Renaat Braem (1910-2001) geldt als één van de belangrijkste vertegenwoordigers van de naoorlogse architectuur in België.
De honderdste verjaardag van zijn geboorte, maar ook en vooral de vernieuwde aandacht voor de gebouwen en de figuur van Braem, vormen de aanleiding voor een waaier culturele initiatieven. Deze activiteiten willen enerzijds het gedachtegoed van Braem doen (her)ontdekken, terwijl ze anderzijds de reflectie op gang willen brengen rond de hedendaagse en toekomstige omgang met zijn realisaties, die inmiddels tot ons bouwkundig erfgoed zijn gaan behoren.
Braem was niet alleen een begenadigd architect die beeldbepalende gebouwen van het naoorlogse modernisme realiseerde.

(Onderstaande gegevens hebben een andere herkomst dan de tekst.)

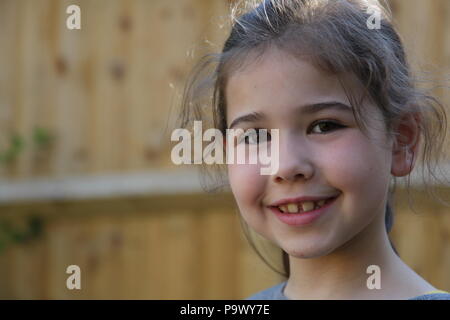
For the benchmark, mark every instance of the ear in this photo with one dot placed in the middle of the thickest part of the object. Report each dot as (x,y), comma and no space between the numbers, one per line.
(406,144)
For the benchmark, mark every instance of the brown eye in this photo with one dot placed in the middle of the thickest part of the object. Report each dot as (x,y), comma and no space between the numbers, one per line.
(326,126)
(256,136)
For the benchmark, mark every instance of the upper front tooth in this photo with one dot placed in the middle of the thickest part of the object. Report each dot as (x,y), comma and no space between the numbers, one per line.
(307,205)
(292,208)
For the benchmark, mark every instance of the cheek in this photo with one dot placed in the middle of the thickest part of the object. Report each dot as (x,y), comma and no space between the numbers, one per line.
(246,183)
(356,162)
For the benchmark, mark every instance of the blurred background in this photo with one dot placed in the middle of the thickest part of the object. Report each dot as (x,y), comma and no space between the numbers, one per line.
(85,172)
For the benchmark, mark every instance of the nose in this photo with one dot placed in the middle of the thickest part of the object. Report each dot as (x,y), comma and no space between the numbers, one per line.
(295,161)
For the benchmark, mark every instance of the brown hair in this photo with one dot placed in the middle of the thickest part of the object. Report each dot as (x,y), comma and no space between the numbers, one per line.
(334,36)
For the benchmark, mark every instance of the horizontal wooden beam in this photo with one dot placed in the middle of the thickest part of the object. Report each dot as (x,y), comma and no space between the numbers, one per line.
(129,184)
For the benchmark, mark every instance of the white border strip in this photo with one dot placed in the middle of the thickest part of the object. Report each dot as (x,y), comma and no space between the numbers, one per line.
(98,186)
(130,184)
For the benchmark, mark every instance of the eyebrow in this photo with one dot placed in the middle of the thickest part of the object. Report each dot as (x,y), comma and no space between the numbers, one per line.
(305,109)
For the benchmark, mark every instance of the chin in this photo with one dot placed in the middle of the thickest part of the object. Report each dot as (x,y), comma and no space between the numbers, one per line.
(305,251)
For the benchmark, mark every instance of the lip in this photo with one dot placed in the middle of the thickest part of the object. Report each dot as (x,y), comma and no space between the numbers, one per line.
(300,199)
(301,219)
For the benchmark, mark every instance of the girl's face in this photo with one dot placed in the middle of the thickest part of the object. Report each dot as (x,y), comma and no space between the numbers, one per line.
(321,154)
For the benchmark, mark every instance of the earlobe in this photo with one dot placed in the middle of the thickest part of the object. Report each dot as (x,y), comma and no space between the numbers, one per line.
(406,145)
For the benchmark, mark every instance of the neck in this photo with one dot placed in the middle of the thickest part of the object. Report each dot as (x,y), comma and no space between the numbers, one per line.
(343,273)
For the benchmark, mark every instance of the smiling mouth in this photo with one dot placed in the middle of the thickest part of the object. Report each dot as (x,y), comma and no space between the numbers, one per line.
(303,207)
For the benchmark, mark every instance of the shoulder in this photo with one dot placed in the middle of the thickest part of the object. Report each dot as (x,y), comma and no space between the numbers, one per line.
(272,293)
(433,296)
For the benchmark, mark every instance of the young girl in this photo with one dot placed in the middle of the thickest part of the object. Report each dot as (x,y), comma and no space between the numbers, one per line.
(350,119)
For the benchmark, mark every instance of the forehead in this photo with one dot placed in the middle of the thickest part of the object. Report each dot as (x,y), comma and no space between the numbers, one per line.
(278,79)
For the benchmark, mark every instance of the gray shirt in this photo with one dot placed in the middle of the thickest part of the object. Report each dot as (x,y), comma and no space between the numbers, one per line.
(276,293)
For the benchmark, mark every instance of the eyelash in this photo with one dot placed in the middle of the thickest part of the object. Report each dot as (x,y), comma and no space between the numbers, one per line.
(339,126)
(335,124)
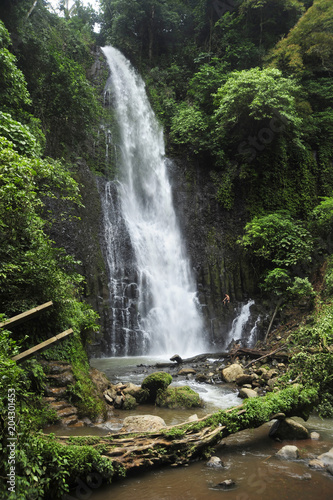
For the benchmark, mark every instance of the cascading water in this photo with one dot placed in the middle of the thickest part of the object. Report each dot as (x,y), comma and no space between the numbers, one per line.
(153,298)
(239,323)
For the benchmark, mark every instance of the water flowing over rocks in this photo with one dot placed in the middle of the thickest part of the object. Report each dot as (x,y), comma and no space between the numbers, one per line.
(288,452)
(289,429)
(143,423)
(215,462)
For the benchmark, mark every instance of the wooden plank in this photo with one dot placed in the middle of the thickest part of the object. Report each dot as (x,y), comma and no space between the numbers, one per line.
(23,356)
(15,320)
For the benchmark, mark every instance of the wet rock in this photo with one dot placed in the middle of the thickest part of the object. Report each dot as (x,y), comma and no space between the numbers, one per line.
(261,371)
(317,464)
(118,401)
(272,382)
(56,392)
(244,378)
(100,380)
(247,393)
(55,367)
(270,374)
(61,379)
(176,358)
(131,389)
(143,423)
(129,402)
(215,462)
(327,458)
(288,452)
(187,371)
(288,429)
(231,373)
(226,484)
(154,382)
(178,397)
(315,436)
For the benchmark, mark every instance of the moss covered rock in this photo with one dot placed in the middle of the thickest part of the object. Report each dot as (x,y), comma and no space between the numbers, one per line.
(129,402)
(155,382)
(178,397)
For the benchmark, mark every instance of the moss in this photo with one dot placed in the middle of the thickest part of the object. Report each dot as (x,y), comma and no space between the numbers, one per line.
(129,402)
(141,396)
(178,397)
(154,382)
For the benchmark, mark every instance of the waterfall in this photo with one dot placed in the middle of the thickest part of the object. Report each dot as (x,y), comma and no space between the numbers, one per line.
(239,324)
(153,297)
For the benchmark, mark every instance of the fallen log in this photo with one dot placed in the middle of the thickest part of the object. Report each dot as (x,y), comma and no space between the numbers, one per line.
(259,354)
(29,353)
(180,444)
(20,318)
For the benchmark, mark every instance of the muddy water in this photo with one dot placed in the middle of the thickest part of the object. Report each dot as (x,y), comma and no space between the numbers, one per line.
(248,457)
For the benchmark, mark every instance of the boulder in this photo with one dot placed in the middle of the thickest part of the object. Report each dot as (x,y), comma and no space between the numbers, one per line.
(201,377)
(176,358)
(186,371)
(244,378)
(178,397)
(288,452)
(99,379)
(231,373)
(215,462)
(154,382)
(315,436)
(317,464)
(327,458)
(247,393)
(272,382)
(143,423)
(129,402)
(270,374)
(131,389)
(289,429)
(226,484)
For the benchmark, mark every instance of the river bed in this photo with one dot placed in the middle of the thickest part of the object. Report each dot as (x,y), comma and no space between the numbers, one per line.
(248,457)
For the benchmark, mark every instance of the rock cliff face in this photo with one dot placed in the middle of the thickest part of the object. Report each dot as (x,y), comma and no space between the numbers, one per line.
(209,233)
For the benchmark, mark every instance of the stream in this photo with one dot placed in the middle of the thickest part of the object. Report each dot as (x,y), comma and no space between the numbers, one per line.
(248,457)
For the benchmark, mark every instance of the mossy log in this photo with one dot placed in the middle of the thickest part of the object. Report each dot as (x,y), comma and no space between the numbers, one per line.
(180,444)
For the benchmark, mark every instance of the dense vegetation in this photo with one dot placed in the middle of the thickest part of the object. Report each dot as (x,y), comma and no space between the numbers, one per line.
(244,91)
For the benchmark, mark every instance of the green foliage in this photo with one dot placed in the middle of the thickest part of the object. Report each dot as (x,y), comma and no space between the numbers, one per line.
(189,127)
(129,403)
(32,271)
(23,140)
(250,97)
(156,381)
(279,239)
(276,280)
(13,87)
(301,289)
(308,48)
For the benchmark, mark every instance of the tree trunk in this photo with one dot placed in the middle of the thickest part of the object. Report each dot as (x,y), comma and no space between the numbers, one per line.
(179,444)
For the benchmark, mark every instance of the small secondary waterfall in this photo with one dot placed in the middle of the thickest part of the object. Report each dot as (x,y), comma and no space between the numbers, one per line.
(239,323)
(153,295)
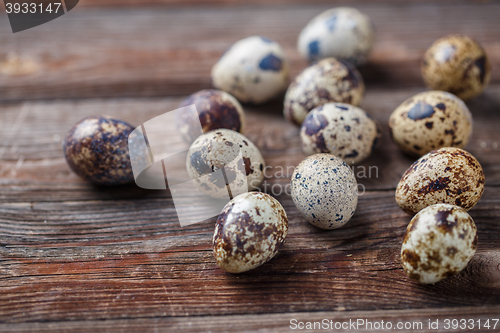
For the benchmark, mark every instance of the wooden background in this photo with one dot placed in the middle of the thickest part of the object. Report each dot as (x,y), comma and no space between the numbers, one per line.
(74,257)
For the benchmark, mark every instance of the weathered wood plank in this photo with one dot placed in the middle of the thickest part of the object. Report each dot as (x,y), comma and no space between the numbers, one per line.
(168,51)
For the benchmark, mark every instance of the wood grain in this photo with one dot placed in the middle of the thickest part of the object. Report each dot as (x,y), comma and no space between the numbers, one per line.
(109,52)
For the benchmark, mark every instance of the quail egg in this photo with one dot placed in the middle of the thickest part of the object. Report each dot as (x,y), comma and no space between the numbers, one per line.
(96,149)
(254,70)
(324,190)
(458,64)
(343,33)
(431,120)
(329,80)
(232,153)
(447,175)
(249,232)
(215,109)
(439,242)
(339,129)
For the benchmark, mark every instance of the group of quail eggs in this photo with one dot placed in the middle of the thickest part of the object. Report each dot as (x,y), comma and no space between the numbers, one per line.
(323,100)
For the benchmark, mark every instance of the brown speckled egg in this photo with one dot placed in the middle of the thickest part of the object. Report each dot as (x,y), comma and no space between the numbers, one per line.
(431,120)
(254,70)
(439,242)
(249,232)
(339,129)
(329,80)
(457,64)
(96,149)
(219,150)
(447,175)
(324,190)
(216,109)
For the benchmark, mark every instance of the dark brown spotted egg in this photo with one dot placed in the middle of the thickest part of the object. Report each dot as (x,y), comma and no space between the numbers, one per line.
(96,149)
(339,129)
(224,161)
(254,70)
(439,242)
(215,109)
(329,80)
(324,190)
(343,32)
(431,120)
(447,175)
(458,64)
(249,232)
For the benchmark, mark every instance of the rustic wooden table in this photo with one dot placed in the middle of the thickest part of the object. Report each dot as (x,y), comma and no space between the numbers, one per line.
(74,257)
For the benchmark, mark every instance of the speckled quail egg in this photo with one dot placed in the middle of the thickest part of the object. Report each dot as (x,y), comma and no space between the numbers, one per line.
(96,149)
(458,64)
(324,190)
(329,80)
(254,70)
(431,120)
(249,232)
(219,150)
(339,129)
(343,33)
(447,175)
(439,242)
(216,109)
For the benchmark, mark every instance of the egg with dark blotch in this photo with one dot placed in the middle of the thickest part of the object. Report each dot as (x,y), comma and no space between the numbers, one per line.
(457,64)
(215,109)
(329,80)
(249,232)
(254,70)
(431,120)
(343,33)
(439,242)
(447,175)
(224,161)
(96,149)
(324,190)
(342,130)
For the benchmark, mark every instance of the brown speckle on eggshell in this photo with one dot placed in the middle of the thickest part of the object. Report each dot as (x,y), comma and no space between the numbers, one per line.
(439,242)
(447,175)
(249,232)
(324,190)
(219,150)
(431,120)
(216,109)
(339,129)
(458,64)
(329,80)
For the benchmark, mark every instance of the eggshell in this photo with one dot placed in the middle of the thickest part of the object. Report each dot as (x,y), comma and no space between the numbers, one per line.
(439,242)
(215,109)
(458,64)
(431,120)
(339,129)
(447,175)
(324,190)
(327,81)
(249,232)
(343,33)
(220,149)
(96,149)
(254,70)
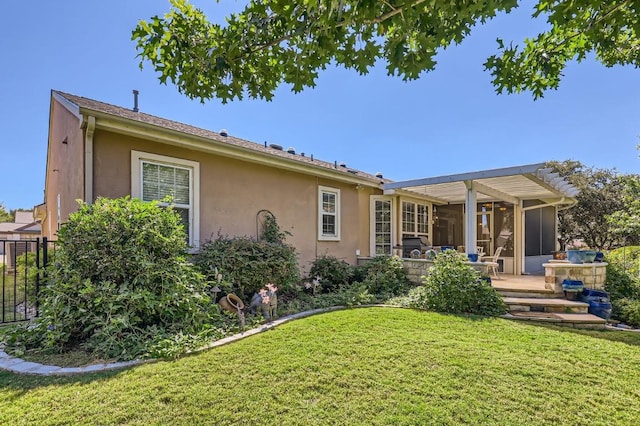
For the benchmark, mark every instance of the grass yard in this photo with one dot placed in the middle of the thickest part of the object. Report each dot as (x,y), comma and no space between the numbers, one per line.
(361,366)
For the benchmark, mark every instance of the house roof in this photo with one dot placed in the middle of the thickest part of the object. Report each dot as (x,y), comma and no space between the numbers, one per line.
(513,184)
(208,141)
(19,228)
(23,223)
(24,217)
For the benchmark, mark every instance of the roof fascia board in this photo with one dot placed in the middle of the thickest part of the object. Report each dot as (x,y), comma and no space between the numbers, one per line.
(570,191)
(70,106)
(492,192)
(416,195)
(199,143)
(485,174)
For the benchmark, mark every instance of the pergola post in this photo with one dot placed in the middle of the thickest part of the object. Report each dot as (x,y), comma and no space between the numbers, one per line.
(471,207)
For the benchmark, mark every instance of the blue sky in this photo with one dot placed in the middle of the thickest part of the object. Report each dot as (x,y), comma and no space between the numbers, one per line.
(448,121)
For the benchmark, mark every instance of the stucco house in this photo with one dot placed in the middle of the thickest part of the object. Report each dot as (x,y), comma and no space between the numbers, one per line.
(221,183)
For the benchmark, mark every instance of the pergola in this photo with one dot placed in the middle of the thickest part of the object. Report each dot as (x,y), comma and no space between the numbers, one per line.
(513,184)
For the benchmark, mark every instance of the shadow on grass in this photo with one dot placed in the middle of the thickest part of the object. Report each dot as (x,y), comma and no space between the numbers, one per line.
(16,385)
(628,337)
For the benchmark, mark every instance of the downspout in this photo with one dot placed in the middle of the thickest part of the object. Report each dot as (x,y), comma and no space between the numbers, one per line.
(88,159)
(471,208)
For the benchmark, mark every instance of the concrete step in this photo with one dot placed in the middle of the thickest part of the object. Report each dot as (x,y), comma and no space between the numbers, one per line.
(565,320)
(544,305)
(529,293)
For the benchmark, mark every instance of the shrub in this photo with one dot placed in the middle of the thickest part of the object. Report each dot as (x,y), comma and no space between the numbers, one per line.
(333,272)
(247,265)
(623,283)
(383,275)
(119,283)
(628,311)
(454,287)
(356,294)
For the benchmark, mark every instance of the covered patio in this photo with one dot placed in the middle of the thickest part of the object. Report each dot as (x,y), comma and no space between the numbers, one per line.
(507,215)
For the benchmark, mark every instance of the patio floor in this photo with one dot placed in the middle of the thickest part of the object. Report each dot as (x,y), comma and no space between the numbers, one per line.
(519,282)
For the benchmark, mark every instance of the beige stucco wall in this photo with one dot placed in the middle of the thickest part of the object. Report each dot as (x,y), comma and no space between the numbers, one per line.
(65,167)
(232,192)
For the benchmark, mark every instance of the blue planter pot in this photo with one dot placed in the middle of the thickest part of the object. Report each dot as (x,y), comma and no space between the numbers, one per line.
(572,285)
(588,256)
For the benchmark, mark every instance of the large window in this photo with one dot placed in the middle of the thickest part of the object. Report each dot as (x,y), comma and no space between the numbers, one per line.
(158,178)
(329,214)
(415,219)
(382,226)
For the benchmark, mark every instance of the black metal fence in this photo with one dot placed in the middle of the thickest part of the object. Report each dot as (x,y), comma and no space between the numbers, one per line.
(22,267)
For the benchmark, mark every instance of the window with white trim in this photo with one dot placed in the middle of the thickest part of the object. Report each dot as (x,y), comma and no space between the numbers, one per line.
(381,226)
(415,219)
(329,213)
(156,177)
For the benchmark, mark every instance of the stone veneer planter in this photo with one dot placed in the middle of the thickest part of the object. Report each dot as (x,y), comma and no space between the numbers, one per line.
(593,275)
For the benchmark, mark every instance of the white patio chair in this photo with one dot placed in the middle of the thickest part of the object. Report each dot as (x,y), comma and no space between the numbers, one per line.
(492,268)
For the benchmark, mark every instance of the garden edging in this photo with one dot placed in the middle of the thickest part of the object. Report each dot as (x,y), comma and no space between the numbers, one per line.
(20,366)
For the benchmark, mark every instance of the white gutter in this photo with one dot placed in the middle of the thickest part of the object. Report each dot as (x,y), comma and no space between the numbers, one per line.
(555,203)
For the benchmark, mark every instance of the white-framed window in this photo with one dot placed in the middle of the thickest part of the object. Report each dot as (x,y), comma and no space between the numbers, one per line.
(328,214)
(155,177)
(382,219)
(415,219)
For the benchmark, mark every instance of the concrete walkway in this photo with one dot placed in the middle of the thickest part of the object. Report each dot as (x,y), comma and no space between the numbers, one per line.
(20,366)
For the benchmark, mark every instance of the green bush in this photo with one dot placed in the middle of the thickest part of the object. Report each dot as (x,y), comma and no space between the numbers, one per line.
(623,283)
(248,265)
(119,283)
(383,275)
(352,295)
(27,273)
(455,287)
(628,311)
(332,272)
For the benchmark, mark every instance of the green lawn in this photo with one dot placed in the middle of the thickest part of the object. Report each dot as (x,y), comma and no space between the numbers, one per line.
(360,366)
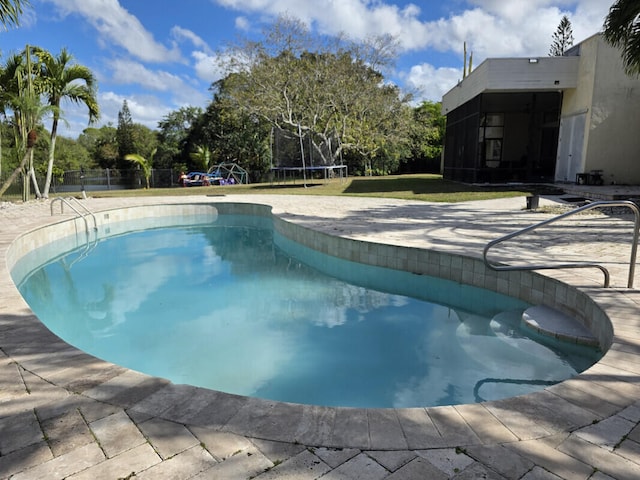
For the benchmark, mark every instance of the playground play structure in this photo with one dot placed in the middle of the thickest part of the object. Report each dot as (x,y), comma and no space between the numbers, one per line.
(229,173)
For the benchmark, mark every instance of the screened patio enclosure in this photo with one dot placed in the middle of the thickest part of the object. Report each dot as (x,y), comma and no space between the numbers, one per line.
(503,137)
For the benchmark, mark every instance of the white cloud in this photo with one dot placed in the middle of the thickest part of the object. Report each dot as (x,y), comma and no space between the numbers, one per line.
(117,26)
(492,27)
(431,83)
(145,109)
(180,33)
(243,24)
(205,67)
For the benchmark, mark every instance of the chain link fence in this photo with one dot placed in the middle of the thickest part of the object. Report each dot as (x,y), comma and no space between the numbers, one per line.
(90,180)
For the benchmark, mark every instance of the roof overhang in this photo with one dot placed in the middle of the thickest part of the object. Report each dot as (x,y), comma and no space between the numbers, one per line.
(537,74)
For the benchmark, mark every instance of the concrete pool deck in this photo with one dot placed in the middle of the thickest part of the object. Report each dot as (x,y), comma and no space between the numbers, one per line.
(64,414)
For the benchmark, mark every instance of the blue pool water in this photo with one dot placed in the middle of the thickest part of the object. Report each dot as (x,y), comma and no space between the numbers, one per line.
(237,308)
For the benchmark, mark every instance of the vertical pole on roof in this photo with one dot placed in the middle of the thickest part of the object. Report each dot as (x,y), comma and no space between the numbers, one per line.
(304,169)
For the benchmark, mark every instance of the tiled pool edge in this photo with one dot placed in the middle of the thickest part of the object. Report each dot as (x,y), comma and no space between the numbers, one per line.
(404,428)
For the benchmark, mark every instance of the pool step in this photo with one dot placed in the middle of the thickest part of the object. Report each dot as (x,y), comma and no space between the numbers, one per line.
(548,321)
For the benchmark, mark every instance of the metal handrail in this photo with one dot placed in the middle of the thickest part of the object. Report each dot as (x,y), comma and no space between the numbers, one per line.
(590,206)
(67,201)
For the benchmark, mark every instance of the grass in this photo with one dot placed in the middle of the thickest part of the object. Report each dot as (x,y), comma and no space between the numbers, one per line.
(425,187)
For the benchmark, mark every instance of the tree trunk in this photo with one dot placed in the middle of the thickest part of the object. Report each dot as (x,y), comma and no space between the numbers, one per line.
(52,149)
(12,177)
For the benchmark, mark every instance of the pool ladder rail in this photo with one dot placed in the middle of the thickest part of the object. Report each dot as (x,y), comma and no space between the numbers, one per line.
(83,212)
(589,206)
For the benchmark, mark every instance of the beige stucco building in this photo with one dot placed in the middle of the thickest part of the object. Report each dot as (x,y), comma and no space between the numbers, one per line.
(573,118)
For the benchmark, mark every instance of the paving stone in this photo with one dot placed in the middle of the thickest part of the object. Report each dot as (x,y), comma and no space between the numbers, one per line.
(418,469)
(392,460)
(484,424)
(538,473)
(163,399)
(361,467)
(304,466)
(11,381)
(524,424)
(19,431)
(418,428)
(244,465)
(316,425)
(562,464)
(476,471)
(600,459)
(503,460)
(278,452)
(631,413)
(635,434)
(222,445)
(117,433)
(335,457)
(454,430)
(586,400)
(202,407)
(167,438)
(385,431)
(65,465)
(266,419)
(606,433)
(449,460)
(629,449)
(24,458)
(601,476)
(125,465)
(350,429)
(126,389)
(67,432)
(182,466)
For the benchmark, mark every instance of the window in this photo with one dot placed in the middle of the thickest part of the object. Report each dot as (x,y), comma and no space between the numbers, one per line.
(490,137)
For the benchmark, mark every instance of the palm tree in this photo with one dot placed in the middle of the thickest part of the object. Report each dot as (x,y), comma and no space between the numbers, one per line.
(145,165)
(202,155)
(622,30)
(19,95)
(10,11)
(58,80)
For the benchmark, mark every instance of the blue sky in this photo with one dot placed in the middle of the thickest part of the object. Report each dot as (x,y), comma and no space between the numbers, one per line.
(159,54)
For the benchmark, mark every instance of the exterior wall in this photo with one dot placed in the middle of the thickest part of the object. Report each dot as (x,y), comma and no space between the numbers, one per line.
(609,100)
(599,117)
(514,75)
(613,142)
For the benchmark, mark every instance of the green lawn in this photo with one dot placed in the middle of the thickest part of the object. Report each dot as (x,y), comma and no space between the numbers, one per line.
(430,188)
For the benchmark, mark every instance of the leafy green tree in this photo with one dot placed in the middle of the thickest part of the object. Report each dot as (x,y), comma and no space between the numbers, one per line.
(427,137)
(124,134)
(622,30)
(145,165)
(20,95)
(202,156)
(102,145)
(71,155)
(59,80)
(562,38)
(173,131)
(10,12)
(317,89)
(144,139)
(233,136)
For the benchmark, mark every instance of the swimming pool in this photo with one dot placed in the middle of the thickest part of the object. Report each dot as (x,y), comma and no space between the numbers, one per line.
(398,303)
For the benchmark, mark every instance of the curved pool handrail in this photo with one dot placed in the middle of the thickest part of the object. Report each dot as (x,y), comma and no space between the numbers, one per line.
(67,201)
(589,206)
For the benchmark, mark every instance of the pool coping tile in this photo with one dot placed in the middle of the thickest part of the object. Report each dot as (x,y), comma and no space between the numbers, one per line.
(542,430)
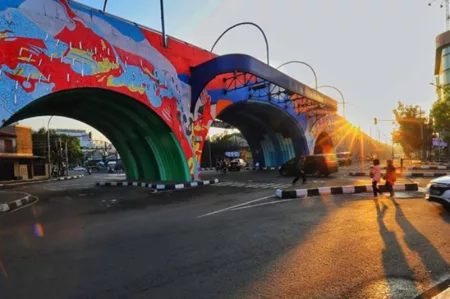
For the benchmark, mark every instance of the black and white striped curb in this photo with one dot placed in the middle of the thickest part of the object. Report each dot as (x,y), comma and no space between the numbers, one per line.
(158,186)
(44,181)
(300,193)
(245,168)
(425,174)
(14,205)
(428,168)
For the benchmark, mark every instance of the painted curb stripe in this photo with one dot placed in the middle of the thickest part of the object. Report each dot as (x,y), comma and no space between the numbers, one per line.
(13,205)
(158,186)
(339,190)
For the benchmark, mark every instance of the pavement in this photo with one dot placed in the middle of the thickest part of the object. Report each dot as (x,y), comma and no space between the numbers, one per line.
(221,241)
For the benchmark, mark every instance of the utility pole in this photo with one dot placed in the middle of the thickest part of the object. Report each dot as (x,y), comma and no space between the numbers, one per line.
(447,11)
(67,159)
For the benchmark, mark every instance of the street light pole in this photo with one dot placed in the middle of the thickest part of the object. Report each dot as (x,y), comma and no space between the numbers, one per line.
(304,63)
(341,94)
(48,147)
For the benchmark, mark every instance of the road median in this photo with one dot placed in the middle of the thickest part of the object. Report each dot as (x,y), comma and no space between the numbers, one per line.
(337,190)
(12,184)
(158,186)
(10,201)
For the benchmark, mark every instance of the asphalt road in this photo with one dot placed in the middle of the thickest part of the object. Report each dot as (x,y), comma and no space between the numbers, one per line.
(224,241)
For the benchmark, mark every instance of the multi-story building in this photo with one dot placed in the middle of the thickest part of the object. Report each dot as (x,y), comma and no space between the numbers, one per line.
(17,161)
(442,64)
(84,137)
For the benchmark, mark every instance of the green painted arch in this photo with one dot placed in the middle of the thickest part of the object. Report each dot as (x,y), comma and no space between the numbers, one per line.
(148,148)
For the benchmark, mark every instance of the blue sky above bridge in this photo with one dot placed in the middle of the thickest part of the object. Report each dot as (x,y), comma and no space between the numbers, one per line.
(376,52)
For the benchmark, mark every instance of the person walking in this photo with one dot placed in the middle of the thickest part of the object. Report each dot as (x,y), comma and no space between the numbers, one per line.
(375,174)
(390,177)
(300,170)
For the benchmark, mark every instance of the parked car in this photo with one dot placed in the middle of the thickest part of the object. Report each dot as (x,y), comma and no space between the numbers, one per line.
(236,165)
(79,169)
(317,165)
(344,158)
(439,191)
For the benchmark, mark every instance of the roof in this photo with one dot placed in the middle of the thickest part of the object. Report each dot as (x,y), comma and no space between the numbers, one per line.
(6,134)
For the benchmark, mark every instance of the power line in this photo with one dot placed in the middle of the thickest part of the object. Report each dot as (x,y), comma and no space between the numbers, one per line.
(445,3)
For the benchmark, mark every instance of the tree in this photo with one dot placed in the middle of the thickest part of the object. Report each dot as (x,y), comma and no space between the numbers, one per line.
(57,147)
(221,143)
(440,111)
(414,130)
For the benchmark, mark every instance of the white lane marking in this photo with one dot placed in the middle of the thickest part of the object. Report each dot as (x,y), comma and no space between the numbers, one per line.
(235,206)
(29,204)
(263,204)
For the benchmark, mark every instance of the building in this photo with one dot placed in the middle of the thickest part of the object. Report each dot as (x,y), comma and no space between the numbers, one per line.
(17,161)
(442,64)
(84,137)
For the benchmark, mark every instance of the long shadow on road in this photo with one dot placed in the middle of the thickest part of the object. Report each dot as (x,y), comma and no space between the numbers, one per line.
(145,256)
(398,274)
(430,257)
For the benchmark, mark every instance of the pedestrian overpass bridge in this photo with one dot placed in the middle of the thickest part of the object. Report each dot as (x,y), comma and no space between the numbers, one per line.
(154,103)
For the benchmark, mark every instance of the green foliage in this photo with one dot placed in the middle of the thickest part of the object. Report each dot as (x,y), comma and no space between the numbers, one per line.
(219,144)
(415,129)
(441,115)
(57,147)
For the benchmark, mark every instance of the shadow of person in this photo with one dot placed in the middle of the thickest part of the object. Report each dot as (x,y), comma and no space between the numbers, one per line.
(398,274)
(433,262)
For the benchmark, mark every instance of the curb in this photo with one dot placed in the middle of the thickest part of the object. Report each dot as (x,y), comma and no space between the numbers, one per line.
(425,174)
(43,181)
(246,168)
(158,186)
(428,168)
(15,204)
(300,193)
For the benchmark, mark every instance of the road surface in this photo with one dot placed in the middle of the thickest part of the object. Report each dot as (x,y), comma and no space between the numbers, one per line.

Hij had ook een tomeloos sociaal engagement en een scherpe pen die over België schreef als ‘het lelijkste land ter wereld’. In al zijn projecten toonde Braem zich een veelzijdig ontwerper die telkens opnieuw oplossingen zocht voor de spanning tussen utopie en context, tussen individualiteit en collectiviteit, tussen dogmatisch modernisme en een meer organische architectuur. Zijn spitsvondigheid van zijn sociale en ruimtelijke analyses, het minutieus materiaalgebruik en zijn sculpturale vormentaal raken nog steeds aan het hedendaags architectuurdebat.